泥酔の星(?)栗下直也が描くアクの強い偉人の爆笑泥酔話27。福澤諭吉から平塚らいてう、そして力道山まで
日本は失敗が許されない社会といわれ、一度、レールを踏み外すと再浮上が難しい。
しかし、悲しいかな、酒を呑んでしくじったところで人生は終わらない。
出世に通勤、上司、危機管理、宴会から健康。
笑え。潰れるな。バカにされても気にするな! ! ! !
彼らはしくじりながらも、それなりに成功を収めた。現代とは生きていた時代が違うと一刀両断されそうだが、彼らは彼らで当時は壮絶に叩かれたり、バカにされたりしている。プライバシーなど皆無な時代なのだから想像するに難くない。それでも前を向いて生きた。ーー「はじめに」より
登場する偉人たち
太宰治・福澤諭吉・原節子・三船敏郎・小島武夫・梶原一騎・横溝正史・平塚らいてう・河上徹太郎・小林秀雄・永淵洋三・白壁王・源頼朝・藤原冬嗣・力道山・大伴旅人・中原中也・梶井基次郎・辻潤・黒田清隆・米内光政・古田晁・泉山三六・藤沢秀行・梅崎春生・葛西善蔵・藤原敏男
僕がアルコールを飲むことができる年齢になってからの約30年でも、日本での「酔っ払いに対する世間の見かた」は、だいぶ変わってきたような気がします。
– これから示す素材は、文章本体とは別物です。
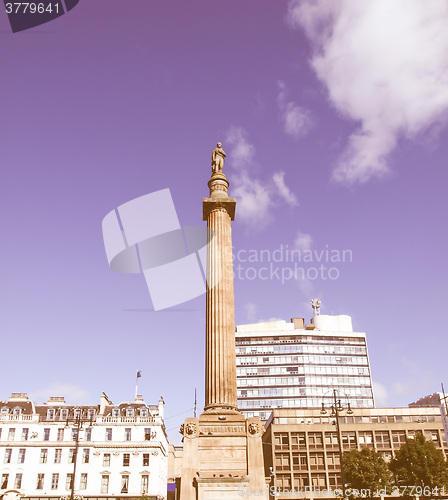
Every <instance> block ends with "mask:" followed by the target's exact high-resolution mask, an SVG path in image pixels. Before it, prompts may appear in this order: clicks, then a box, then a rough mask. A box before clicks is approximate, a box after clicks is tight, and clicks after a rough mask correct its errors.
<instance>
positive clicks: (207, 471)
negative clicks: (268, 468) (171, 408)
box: [180, 413, 267, 500]
mask: <svg viewBox="0 0 448 500" xmlns="http://www.w3.org/2000/svg"><path fill="white" fill-rule="evenodd" d="M263 432H264V427H263V424H262V423H261V421H260V419H258V418H256V417H254V418H246V417H245V416H244V415H242V414H241V413H239V414H227V413H226V414H214V413H203V414H202V415H201V416H200V417H199V418H187V419H186V420H185V423H184V424H183V425H182V427H181V434H183V436H184V448H183V456H182V476H181V485H180V500H221V499H222V500H237V499H240V498H241V497H243V496H246V495H252V496H253V495H254V494H255V495H256V494H257V493H256V492H258V493H259V494H260V495H261V494H262V490H265V489H266V488H267V487H266V482H265V474H264V464H263V447H262V441H261V436H262V435H263Z"/></svg>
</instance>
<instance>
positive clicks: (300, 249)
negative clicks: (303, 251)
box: [294, 231, 313, 252]
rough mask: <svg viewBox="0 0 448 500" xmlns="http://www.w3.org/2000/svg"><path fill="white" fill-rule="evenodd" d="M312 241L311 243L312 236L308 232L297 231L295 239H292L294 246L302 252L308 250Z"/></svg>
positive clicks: (311, 242) (294, 246)
mask: <svg viewBox="0 0 448 500" xmlns="http://www.w3.org/2000/svg"><path fill="white" fill-rule="evenodd" d="M312 243H313V238H312V237H311V235H310V234H307V233H301V232H300V231H299V232H298V233H297V236H296V238H295V240H294V247H295V248H296V249H297V250H300V251H302V252H303V251H305V250H310V249H311V245H312Z"/></svg>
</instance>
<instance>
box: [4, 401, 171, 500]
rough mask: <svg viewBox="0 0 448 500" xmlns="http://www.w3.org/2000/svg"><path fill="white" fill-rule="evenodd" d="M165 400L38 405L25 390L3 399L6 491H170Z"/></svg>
mask: <svg viewBox="0 0 448 500" xmlns="http://www.w3.org/2000/svg"><path fill="white" fill-rule="evenodd" d="M163 411H164V402H163V399H162V398H161V399H160V401H159V404H158V405H157V406H150V405H147V404H146V403H145V402H144V401H143V398H142V397H141V396H137V397H136V399H135V401H132V402H129V403H120V404H118V405H114V404H113V403H112V402H111V401H110V400H109V399H108V397H107V396H106V395H105V394H104V393H103V394H102V396H101V400H100V404H99V405H67V404H66V403H65V400H64V398H61V397H52V398H50V399H49V400H48V402H47V403H45V404H43V405H37V404H35V403H34V402H32V401H31V400H29V398H28V397H27V395H26V394H23V393H13V394H12V395H11V397H10V398H9V400H7V401H1V402H0V432H1V434H0V466H1V471H0V480H1V484H0V495H3V497H4V498H8V499H14V498H22V497H25V498H27V499H37V498H39V499H43V498H58V499H59V498H61V497H69V496H70V495H71V494H72V493H74V495H75V498H76V496H78V497H80V498H81V497H82V498H88V499H93V498H101V499H106V498H108V497H114V498H116V497H122V498H127V499H129V498H136V497H141V496H142V495H145V496H146V497H147V498H148V497H149V499H151V500H156V499H157V500H162V499H166V496H167V468H168V440H167V435H166V431H165V426H164V423H163Z"/></svg>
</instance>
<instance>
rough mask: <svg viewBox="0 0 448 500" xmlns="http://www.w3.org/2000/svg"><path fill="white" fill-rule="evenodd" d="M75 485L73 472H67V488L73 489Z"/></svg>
mask: <svg viewBox="0 0 448 500" xmlns="http://www.w3.org/2000/svg"><path fill="white" fill-rule="evenodd" d="M72 487H73V474H67V477H66V478H65V489H66V490H71V489H72Z"/></svg>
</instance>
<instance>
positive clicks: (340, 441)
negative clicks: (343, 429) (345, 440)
mask: <svg viewBox="0 0 448 500" xmlns="http://www.w3.org/2000/svg"><path fill="white" fill-rule="evenodd" d="M344 409H346V410H347V415H352V414H353V410H352V409H351V407H350V403H347V408H343V407H342V405H341V400H340V399H339V400H337V399H336V390H335V389H333V404H332V405H331V415H330V416H332V417H333V416H334V417H335V418H336V432H337V436H338V448H339V461H340V463H341V483H342V490H343V491H342V494H343V496H344V497H345V493H344V492H345V471H344V460H343V454H344V452H343V450H342V434H341V427H340V425H339V413H340V412H341V411H343V410H344ZM320 412H321V414H322V415H325V414H326V413H327V410H326V409H325V403H324V402H322V409H321V411H320Z"/></svg>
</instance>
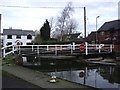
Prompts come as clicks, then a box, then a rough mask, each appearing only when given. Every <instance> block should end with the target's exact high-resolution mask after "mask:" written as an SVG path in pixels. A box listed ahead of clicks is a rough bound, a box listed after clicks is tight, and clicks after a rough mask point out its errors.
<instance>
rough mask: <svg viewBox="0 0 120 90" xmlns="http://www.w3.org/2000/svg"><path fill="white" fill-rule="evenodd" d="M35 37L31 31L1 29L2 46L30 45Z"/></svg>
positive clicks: (9, 28)
mask: <svg viewBox="0 0 120 90" xmlns="http://www.w3.org/2000/svg"><path fill="white" fill-rule="evenodd" d="M34 37H35V32H33V31H32V30H22V29H12V28H9V29H3V46H7V45H14V44H18V45H30V44H32V40H33V39H34Z"/></svg>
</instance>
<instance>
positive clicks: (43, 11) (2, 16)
mask: <svg viewBox="0 0 120 90" xmlns="http://www.w3.org/2000/svg"><path fill="white" fill-rule="evenodd" d="M68 2H72V3H73V6H74V7H81V8H75V9H74V10H75V11H74V14H73V18H75V19H76V20H77V22H78V24H79V26H78V29H77V31H78V32H83V31H84V26H83V24H84V22H83V8H82V7H86V13H87V34H88V33H90V32H91V31H95V30H96V17H97V16H100V17H99V18H98V19H97V21H98V28H99V27H100V26H101V25H103V24H104V22H107V21H112V20H116V19H118V2H119V0H0V14H2V29H3V28H6V29H7V28H9V27H12V28H14V29H26V30H34V31H35V30H39V29H40V28H41V26H42V25H43V23H44V22H45V19H48V20H49V19H50V18H51V17H57V15H60V12H61V11H62V10H63V8H64V7H65V6H66V5H67V3H68ZM10 6H19V7H10ZM26 7H27V8H26ZM41 7H45V8H41ZM48 7H53V8H48ZM54 7H63V8H54Z"/></svg>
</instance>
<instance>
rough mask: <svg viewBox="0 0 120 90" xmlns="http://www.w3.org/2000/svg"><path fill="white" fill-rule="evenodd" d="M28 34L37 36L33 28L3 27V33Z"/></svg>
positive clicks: (12, 33) (9, 34)
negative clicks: (9, 27)
mask: <svg viewBox="0 0 120 90" xmlns="http://www.w3.org/2000/svg"><path fill="white" fill-rule="evenodd" d="M28 34H31V35H32V36H35V32H34V31H32V30H22V29H3V35H28Z"/></svg>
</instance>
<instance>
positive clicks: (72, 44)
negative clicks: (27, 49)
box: [2, 42, 114, 57]
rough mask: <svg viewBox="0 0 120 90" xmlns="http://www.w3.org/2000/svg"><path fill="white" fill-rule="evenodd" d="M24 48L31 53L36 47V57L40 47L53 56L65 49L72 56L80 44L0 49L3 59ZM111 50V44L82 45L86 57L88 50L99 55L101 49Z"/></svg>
mask: <svg viewBox="0 0 120 90" xmlns="http://www.w3.org/2000/svg"><path fill="white" fill-rule="evenodd" d="M26 46H30V47H31V50H32V51H33V50H34V47H37V50H36V52H37V54H38V55H39V53H40V47H46V48H45V50H46V51H49V50H51V49H52V50H53V51H55V55H57V53H58V50H61V51H62V50H64V49H67V48H69V49H70V52H71V55H72V54H73V51H74V50H76V49H79V48H80V44H75V43H73V44H66V45H9V46H6V47H3V48H2V50H3V57H5V56H6V55H8V54H11V53H14V52H15V51H19V54H20V51H21V49H22V47H26ZM51 47H53V48H51ZM8 48H11V49H12V50H11V51H9V52H7V53H6V50H7V49H8ZM113 48H114V47H113V45H112V44H88V43H87V42H85V44H84V50H85V54H86V55H88V54H89V52H88V50H90V49H95V50H98V51H99V52H98V53H101V51H102V49H106V50H107V52H113Z"/></svg>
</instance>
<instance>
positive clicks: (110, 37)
mask: <svg viewBox="0 0 120 90" xmlns="http://www.w3.org/2000/svg"><path fill="white" fill-rule="evenodd" d="M97 36H98V42H99V43H107V44H114V50H115V51H116V52H119V51H120V19H118V20H114V21H109V22H105V23H104V24H103V25H102V26H101V27H100V28H99V29H98V31H97Z"/></svg>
飲み会では「今日は車なのでウーロン茶で」という人が多くなりましたし、「俺の酒が飲めないのか!」と無理に酒をすすめることは「アルコール・ハラスメント」と糾弾されるようにもなってきたのです。
思えば、一昔前の日本の酔っ払いへの寛容さのほうが、異常だったのかもしれません。
その一方で、ストロング・ゼロのような濃い、安く酔える酒がコンビニで売られていて、ヒット商品になっているという現実もあるんですよね。
本書は偉人の泥酔ぶりから、処世術を学ぼうというコンセプトだ。
通勤や、出世、宴会での振る舞い、リスク管理、健康など、社会人に身近な題材と偉人の酒での失敗を学び、学べるものがあったら学ぶというわけだ。
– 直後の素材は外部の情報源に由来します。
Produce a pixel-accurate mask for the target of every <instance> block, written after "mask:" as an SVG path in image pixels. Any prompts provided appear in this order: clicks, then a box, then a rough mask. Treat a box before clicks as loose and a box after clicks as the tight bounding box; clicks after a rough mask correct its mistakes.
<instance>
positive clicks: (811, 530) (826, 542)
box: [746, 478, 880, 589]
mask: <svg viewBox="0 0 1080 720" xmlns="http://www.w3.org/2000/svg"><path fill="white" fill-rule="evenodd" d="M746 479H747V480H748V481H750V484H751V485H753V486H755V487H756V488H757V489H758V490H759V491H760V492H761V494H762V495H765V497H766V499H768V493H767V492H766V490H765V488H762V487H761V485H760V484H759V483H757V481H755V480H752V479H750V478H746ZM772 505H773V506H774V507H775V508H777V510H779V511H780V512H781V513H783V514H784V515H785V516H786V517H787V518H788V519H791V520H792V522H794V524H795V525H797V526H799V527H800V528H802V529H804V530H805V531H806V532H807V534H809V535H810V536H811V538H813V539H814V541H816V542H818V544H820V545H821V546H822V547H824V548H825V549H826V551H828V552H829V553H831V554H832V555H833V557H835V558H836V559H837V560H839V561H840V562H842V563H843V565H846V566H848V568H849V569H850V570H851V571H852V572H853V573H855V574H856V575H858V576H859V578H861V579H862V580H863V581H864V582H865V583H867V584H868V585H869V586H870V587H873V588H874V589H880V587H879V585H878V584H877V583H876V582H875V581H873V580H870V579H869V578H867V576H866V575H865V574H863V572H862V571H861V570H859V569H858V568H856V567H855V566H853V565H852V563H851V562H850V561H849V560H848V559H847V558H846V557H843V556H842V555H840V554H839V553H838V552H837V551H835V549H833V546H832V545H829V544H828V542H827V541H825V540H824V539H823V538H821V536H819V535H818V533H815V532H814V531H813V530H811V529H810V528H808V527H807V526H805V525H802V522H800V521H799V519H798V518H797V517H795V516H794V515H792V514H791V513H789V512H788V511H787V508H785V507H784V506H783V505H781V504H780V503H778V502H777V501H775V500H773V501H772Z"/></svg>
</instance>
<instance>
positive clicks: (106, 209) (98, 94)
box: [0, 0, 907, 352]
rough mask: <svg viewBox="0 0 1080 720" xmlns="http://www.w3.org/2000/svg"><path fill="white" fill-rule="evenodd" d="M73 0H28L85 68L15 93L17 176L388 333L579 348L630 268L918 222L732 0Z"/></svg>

若者を中心に酒離れが進んでいるとはいえ、いまだに日本の企業社会は酒との距離が近い。自分が呑み過ぎてしまったときはもちろん、同僚や上司や取引先が酒場で豹変してしまった場合にいかに向き合うかが、あなたの社会人生活を左右するといっても過言ではないだろう。
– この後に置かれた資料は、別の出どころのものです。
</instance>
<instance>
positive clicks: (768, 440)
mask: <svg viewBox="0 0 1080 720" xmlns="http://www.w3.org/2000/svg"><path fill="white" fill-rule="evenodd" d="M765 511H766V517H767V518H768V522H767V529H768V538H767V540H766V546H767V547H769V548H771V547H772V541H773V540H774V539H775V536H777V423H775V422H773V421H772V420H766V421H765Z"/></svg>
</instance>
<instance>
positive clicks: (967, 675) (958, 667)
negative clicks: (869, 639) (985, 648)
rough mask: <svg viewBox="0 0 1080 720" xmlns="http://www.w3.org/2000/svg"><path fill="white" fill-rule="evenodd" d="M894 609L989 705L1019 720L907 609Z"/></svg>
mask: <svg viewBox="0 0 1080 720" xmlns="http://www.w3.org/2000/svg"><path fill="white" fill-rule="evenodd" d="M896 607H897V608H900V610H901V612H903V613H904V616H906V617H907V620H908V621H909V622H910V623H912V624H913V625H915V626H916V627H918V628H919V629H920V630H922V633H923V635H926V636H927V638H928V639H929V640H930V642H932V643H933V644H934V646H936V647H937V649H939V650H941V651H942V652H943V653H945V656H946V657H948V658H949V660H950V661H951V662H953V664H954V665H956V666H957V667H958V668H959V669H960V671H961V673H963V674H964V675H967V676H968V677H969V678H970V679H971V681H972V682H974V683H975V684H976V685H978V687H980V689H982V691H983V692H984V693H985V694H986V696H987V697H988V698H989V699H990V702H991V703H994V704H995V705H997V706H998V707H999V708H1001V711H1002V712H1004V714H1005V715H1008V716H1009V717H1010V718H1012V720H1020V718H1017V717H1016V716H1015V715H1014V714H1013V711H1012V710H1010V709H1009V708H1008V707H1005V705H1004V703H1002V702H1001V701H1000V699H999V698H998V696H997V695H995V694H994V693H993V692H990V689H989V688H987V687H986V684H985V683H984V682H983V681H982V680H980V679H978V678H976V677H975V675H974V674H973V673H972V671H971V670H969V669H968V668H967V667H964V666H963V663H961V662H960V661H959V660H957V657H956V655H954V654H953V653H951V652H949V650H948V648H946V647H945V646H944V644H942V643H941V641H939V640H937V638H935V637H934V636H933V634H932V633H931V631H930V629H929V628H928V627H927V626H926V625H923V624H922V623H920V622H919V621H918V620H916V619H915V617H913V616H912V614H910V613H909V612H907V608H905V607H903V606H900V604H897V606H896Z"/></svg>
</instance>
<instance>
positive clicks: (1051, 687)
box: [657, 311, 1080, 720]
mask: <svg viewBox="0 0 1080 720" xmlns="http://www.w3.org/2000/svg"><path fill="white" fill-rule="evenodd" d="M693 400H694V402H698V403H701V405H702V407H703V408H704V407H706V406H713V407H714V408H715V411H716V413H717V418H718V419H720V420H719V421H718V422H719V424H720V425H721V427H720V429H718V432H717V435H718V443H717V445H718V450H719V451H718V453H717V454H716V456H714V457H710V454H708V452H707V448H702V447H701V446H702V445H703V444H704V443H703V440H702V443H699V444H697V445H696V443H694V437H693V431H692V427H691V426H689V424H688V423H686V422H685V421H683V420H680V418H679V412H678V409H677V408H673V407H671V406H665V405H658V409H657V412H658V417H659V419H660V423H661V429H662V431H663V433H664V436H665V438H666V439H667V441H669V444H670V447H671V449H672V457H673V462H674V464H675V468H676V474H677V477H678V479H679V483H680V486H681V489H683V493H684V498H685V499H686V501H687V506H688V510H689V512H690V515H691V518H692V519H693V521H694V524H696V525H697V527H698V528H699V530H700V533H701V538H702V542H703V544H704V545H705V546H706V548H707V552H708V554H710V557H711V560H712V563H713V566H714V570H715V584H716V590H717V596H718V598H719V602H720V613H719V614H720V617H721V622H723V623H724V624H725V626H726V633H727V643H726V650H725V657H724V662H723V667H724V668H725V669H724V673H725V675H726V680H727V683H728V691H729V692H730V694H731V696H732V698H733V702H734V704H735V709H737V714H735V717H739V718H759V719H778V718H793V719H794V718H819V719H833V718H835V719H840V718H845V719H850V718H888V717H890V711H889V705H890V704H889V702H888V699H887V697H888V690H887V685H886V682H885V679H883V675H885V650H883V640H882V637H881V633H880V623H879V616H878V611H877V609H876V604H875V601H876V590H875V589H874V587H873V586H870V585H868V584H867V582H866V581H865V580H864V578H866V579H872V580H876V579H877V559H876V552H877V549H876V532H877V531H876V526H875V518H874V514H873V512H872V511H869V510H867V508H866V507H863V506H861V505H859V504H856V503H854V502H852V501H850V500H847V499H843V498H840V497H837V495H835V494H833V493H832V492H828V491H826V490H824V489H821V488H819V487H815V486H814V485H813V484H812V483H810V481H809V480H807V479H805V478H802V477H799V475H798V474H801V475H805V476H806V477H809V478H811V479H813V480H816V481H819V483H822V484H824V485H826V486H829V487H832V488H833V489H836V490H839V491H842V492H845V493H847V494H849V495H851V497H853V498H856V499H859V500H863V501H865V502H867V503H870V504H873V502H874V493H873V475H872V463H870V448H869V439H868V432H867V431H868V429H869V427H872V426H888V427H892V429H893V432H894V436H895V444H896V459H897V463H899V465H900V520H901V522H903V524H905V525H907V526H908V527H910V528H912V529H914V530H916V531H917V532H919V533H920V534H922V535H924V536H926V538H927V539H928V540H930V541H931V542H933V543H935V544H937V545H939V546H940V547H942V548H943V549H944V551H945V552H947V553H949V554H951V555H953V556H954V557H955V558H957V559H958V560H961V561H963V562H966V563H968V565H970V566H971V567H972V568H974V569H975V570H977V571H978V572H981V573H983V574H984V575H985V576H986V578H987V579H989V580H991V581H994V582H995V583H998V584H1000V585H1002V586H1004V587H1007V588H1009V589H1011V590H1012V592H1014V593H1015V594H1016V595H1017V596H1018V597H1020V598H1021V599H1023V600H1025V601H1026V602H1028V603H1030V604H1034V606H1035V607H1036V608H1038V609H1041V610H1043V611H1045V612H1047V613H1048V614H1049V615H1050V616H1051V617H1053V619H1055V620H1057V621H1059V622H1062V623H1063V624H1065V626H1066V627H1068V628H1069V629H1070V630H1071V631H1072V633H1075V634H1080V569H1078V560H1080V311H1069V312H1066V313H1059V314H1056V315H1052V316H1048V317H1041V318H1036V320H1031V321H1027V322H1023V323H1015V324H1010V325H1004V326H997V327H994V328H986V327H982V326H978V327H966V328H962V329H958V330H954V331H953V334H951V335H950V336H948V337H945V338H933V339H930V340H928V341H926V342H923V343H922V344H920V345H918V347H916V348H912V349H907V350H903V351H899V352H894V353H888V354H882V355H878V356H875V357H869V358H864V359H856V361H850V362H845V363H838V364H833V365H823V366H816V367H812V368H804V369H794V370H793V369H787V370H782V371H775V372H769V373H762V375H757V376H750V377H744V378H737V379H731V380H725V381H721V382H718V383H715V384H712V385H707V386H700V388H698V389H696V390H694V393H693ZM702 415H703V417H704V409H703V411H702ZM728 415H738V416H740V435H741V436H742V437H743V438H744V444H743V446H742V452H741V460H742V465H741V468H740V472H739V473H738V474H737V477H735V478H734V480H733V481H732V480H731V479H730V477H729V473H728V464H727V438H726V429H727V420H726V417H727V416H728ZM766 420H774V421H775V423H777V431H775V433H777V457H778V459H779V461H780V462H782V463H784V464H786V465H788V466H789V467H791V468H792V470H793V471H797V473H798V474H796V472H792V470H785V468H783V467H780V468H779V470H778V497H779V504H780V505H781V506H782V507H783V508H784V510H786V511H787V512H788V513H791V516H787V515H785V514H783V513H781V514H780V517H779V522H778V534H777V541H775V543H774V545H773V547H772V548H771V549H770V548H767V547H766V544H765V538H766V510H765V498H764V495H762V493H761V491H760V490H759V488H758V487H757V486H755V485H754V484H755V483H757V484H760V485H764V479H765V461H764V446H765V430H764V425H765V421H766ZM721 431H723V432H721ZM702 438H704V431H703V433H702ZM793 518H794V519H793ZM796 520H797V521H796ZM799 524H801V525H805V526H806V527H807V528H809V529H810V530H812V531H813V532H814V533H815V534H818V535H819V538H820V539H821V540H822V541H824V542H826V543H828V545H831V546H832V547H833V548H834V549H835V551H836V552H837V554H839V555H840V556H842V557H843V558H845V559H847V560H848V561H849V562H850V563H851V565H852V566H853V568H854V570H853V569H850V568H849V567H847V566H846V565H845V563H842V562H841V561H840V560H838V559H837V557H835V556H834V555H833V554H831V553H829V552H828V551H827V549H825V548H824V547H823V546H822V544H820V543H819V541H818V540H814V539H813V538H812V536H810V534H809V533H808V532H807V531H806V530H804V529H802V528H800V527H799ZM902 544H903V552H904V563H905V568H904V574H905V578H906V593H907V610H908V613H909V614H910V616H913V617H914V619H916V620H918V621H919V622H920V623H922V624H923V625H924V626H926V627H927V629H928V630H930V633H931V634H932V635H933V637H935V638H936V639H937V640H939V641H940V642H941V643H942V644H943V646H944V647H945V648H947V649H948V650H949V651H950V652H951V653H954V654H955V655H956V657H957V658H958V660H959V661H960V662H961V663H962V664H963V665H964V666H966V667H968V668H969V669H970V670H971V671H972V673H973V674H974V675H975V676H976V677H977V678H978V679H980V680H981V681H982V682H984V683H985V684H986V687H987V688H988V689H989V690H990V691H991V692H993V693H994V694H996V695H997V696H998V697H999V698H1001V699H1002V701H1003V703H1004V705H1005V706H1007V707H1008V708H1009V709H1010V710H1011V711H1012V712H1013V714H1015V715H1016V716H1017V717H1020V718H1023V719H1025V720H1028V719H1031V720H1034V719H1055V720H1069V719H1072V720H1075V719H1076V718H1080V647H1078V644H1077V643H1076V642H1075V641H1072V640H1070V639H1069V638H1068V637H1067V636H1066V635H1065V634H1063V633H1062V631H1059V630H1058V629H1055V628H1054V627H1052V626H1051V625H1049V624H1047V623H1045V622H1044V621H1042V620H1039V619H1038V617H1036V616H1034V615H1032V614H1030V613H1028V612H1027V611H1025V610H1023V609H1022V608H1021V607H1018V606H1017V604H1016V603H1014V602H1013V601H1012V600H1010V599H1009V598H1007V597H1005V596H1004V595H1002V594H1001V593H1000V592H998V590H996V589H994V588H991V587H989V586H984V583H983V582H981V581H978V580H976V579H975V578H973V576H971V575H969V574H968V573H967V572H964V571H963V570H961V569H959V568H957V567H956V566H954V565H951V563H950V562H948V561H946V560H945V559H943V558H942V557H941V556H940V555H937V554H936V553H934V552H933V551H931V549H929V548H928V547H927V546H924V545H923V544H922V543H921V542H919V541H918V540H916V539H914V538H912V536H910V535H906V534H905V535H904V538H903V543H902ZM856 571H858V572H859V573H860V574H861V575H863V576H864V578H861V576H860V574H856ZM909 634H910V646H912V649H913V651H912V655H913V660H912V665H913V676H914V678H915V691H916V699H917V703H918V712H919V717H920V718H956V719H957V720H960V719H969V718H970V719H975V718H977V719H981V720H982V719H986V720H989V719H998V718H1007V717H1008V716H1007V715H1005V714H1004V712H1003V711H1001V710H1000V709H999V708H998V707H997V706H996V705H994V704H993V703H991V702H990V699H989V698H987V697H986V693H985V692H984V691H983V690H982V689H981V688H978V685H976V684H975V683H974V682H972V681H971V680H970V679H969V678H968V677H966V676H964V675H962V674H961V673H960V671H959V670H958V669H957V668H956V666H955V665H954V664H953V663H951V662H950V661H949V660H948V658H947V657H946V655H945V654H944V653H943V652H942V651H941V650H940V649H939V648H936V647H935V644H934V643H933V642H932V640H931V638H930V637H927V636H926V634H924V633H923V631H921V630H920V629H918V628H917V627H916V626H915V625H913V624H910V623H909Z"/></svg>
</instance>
もし、あなたが下戸であったり、呑まなかったりしても、ヤバい上司との接し方など参考になることも多いはずだ。
扱う人物も小説家、政治家、スポーツ選手、俳優、思想家など幅広く、人物伝として読んでも、意外な発見があるのかもしれない。
作家の太宰治は無銭飲食で友人を置き去りにし、政治家の黒田清隆は妻を斬り殺した疑惑をかけられ、俳優の三船敏郎は夜な夜な家族の困惑を無視して日本刀で素振りを続けた。「批評の神様」と呼ばれた評論家の小林秀雄は一升瓶を抱えて、水道橋駅のホームから落下した。いずれも酔っていたとはいえ酷すぎるが、それでも立志伝中の人として教科書に載ったり、業界ではレジェンド扱いされたりしているのだ。
この本は、日本の古今の有名人の(主にタチが悪い)飲酒によるトラブルや泥酔時のエピソードを集めたものです。
「偉人」にも、お酒に関する失敗のエピソードがある人は少なくないし、「酔って妻を斬り殺してしまった疑惑」がありながらも首相になった、黒田清隆さんという人もいます。 それはあまりに極端な例かもしれませんが、中島らもさんのように、アルコール抜きで作品を語るのが難しい作家もいるんですよね。
「そんなアルコール依存になっている人の作品に価値はない」と言いきれるほど、読者の側も潔癖ではない。
それでも、「酒の上での失敗」が、武勇伝として面白がられる時代ではなくなってきているのもまた事実なのでしょう。
この本で最初に登場するのは太宰治さんなのですが、太宰さんは、1936年に創作に専念するために熱海の温泉宿にこもっていた際、太宰さんの妻から滞在費を届けるように頼まれた檀一雄さんを巻き込んで、どんちゃん騒ぎをしてあっという間にお金を使い込んでしまうのです。
持ってきてもらったお金では到底足りず、菊池寛さんのところでお金を借りてくる、と、太宰さんは檀さんを宿舎に「人質」として残し、出かけていきます。
ところが、何日経っても、帰ってこない。
そこで、檀さんは、しびれを切らしたツケのある小料理屋のオヤジさんと一緒に、太宰さんを探しに行き、まず、太宰さんの師匠筋である井伏鱒二さんの家を訪れます。
檀は井伏の妻に太宰が最近こなかったかと訊くと「いますよ」とまさかの反応が返ってくる。私は障子を開け放った。
「何だ、君。あんまりじゃないか」と、私は激怒した。<中略>太宰は井伏さんと、将棋をさしていた。そのまま、私の怒声に、パラパラと駒を盤上に崩してしまうのである。
指先は細かに震えていた。血の気が失せてしまった顔だった。オロオロと声も出ないようである。
人のことを熱海に放置して将棋。あんまりである。泰然自若としていれば救いがあるが、見つかるとオロオロするあたり、やっぱりショボい。おまけに、若干、気持ちが落ち着いたのか、井伏が席を外した隙を見計らい、檀にこう囁くから始末に終えない。
待つ身が辛いかね、待たせる身が辛いかね。
ちょっと格好良い台詞に聞こえるし、それっぽいことをいっているように聞こえる。ぜひ、恋人とのデートをすっぽかしてしまったときや、酔って知人をどこかに置き去りにして、後日、糾弾されたときにはこの台詞を使ってみてほしい。間違いなく切れられます。
ちなみに、太宰さんが、このときの心情を作品に昇華させたのが、あの『走れメロス』なのだそうです。